I agree storage is key.

Re “the biggest obstacle is greed”, the reality of course is that there are lots of obstacles: technical, political, emotional. Greed indeed being one of the emotions that get in the way. But not the only one. There’s also fear.

What’s clear is that there are always going to be some people just out to make a profit at everyone else’s expense, and it’s probably best not to focus so much on them. By contrast, the “ordinary” people whose livelihoods depend on the fossil fuel economy are worth paying attention to. And yes, also the CEOs of oil and gas multinationals and leaders of countries that depend on fossils. I recommend this for further reading:

Good point, Peter. The trick, I think, is to harness greed.
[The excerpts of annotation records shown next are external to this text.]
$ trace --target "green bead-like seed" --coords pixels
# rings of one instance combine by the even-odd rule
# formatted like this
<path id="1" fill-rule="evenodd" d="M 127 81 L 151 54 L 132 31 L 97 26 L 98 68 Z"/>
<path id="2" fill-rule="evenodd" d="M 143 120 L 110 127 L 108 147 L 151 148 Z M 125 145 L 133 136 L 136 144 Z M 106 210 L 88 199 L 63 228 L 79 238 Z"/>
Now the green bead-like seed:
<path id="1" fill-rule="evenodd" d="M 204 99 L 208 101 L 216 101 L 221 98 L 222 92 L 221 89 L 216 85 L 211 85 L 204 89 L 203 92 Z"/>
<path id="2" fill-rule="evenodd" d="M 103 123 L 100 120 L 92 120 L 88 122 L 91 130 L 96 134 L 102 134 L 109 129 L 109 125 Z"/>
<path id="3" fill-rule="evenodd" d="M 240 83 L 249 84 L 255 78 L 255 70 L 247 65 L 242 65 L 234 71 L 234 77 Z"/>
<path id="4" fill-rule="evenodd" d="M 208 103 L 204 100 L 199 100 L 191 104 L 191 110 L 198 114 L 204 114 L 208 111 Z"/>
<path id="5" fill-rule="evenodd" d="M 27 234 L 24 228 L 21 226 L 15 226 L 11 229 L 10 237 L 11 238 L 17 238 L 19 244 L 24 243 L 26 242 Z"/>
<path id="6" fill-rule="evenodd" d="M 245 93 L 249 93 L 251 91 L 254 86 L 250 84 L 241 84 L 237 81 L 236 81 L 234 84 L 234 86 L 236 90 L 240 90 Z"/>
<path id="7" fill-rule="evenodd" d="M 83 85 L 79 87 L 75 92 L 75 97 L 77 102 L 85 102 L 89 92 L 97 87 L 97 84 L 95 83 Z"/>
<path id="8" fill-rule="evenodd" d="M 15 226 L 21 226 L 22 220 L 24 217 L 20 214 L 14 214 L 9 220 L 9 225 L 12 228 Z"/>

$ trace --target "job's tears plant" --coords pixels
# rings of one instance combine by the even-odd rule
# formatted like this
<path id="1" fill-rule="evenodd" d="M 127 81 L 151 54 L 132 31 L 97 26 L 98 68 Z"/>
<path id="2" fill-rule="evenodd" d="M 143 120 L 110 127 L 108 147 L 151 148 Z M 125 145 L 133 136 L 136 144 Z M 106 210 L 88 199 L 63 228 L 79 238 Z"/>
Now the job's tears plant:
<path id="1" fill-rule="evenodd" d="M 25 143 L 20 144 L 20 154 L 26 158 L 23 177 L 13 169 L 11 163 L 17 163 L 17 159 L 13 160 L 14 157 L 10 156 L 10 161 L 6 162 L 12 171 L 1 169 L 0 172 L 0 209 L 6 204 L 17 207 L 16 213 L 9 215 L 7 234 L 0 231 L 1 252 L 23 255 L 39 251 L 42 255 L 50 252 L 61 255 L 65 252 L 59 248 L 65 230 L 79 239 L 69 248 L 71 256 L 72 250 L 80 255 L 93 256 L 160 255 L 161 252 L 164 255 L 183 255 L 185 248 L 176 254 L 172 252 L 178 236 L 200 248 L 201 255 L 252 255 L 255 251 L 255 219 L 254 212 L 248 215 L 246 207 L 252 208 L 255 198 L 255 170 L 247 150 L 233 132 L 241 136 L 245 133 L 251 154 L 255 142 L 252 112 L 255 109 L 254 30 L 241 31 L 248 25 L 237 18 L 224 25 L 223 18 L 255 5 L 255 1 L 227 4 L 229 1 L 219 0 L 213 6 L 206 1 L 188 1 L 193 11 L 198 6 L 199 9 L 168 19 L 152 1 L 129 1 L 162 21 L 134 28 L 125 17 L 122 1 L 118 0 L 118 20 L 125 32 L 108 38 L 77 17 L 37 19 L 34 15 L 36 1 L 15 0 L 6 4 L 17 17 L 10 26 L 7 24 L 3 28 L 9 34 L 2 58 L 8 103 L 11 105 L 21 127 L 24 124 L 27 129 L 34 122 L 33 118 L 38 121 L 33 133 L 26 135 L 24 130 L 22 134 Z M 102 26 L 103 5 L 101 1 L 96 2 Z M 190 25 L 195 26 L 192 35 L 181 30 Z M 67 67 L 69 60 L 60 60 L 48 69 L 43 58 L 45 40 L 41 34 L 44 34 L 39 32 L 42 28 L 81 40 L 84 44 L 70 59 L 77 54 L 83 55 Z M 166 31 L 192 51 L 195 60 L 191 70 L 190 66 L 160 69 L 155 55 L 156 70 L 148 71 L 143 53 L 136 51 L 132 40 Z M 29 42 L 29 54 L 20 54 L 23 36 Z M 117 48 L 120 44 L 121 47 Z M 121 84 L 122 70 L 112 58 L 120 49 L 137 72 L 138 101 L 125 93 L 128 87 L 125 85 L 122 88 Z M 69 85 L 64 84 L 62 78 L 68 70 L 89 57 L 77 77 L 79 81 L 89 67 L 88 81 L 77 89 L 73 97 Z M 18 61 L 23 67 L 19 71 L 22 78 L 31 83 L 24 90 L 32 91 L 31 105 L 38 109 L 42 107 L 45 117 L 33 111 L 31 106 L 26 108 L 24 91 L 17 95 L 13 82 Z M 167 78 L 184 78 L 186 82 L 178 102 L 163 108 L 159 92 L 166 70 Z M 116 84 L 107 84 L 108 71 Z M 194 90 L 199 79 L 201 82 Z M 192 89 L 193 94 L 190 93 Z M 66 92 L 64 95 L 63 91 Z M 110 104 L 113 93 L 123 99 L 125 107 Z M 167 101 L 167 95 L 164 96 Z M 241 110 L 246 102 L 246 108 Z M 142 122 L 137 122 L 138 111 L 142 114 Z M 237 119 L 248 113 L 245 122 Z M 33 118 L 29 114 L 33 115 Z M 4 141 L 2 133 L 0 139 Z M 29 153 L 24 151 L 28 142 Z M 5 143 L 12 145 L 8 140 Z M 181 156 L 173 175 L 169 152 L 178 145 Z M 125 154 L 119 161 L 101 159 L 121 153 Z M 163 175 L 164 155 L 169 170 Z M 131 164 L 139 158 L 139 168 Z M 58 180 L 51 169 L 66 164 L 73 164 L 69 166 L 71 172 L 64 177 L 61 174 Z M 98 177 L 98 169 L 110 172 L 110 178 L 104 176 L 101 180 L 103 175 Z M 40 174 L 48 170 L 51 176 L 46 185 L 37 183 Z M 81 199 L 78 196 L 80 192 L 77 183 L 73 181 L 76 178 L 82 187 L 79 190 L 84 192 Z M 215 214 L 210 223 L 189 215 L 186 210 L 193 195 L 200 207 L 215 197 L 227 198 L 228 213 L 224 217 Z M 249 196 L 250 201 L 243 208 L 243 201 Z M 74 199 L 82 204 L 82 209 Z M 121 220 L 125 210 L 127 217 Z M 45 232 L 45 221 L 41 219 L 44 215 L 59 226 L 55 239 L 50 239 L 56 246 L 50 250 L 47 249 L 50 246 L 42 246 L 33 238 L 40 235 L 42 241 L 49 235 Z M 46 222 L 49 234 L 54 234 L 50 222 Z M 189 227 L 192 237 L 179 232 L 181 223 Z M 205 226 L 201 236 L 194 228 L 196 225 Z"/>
To this end, I have wondered if a gigantic prize for cheap, reliable, rugged, and abundant, energy storage, might be what kicks that goal? The reward needs to be huge, for the greedy return on investment. I was thinking that pressuring the World Bank for such a prize might me a worthy international goal?

World Bank looks difficult, because it’s probably not within its mandate. Branson is into this kind of thing, though, and I’m sure other high net worths and public foundations could be brought on board. Definitely worth further consideration in my view.